Turnout is noticeably higher in the more marginal constituencies - it was above 40% by 5pm in many areas of north Belfast, although other areas are closer to 30%, with a similar figure reported for many other constituencies.

At Stranmillis Evangelical Presbyterian Church, a controversial polling station in south Belfast, one box showed a turnout of 63% by 5pm, a possible record.

Nationalist hopes for a breakthrough fall on the shoulders of Sinn Fein’s John Finucane in north Belfast and the SDLP’s Claire Hanna in south Belfast, while the Alliance is in with a chance of defeating hardline unionists in both east Belfast and north Down.

Other closely watched candidates are Sinn Féin’s incumbent MP Michelle Gildernew in Fermanagh-South Tyrone and Danny Kinahan of the UUP in South Antrim, both of whom are in close contests against hardline pro-Brexit unionists where tactical voting could make a significant difference.

Former Sinn Féin leader Gerry Adams described today as “the peoples’ day -- the day you decide the shape and direction of politics for the next few years, and perhaps even longer.”

In an election day message, he noted that in the four elections since 2017, the unionist parties had lost their electoral majority.

“Last Friday evening unionists were back in the Ulster Hall for another of those rallies they periodically hold to save the union. ‘Rally for the Union,’ harked back to a similar meeting in 1912 when unionists met to oppose Home Rule,” he wrote.

“The Union flag was flown upside down – as it was in 1912 – because ‘Ulster is in distress.’ The rally was also a reminder of the DUP rally in 1986 at which the paramilitary self-styled Ulster Resistance was established.
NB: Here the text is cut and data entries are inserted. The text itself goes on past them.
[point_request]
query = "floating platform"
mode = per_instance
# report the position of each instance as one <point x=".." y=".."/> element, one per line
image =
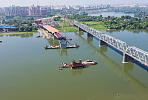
<point x="78" y="64"/>
<point x="39" y="36"/>
<point x="58" y="46"/>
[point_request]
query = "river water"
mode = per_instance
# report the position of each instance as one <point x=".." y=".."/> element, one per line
<point x="27" y="70"/>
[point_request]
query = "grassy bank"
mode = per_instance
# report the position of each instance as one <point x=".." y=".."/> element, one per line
<point x="9" y="33"/>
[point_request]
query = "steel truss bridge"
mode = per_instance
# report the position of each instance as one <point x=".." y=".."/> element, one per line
<point x="129" y="50"/>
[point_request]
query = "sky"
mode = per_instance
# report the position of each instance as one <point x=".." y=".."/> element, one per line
<point x="7" y="3"/>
What do each of these, and many other similar rallies, have in common? An underlying deep seated distrust by unionists of British governments.

“Whatever the outcome of this British general election – whichever party or parties form the next government in London – or whoever wins the seats in the North - the unionist fear of and distrust in British governments will continue.”

He expressed the hope that in this election, those within unionism who “recognise the evil of Brexit” would be prepared to support those who oppose it.

“The DUP has rejected those who voted remain. They have rejected the northern electorate’s decision on Brexit. Instead they and others within loyalism who should know better, are playing on old sectarian fears.

“It’s time for change. It’s over to you the electorate. Use your vote wisely.”

You don’t require your poll card to vote but you do need photographic ID, which can include a British or Irish passport; a driving licence; a local bus pass or Smartpass; or an electoral identity card.

Any registered voter in the queue at a polling station by 10pm has the right to vote.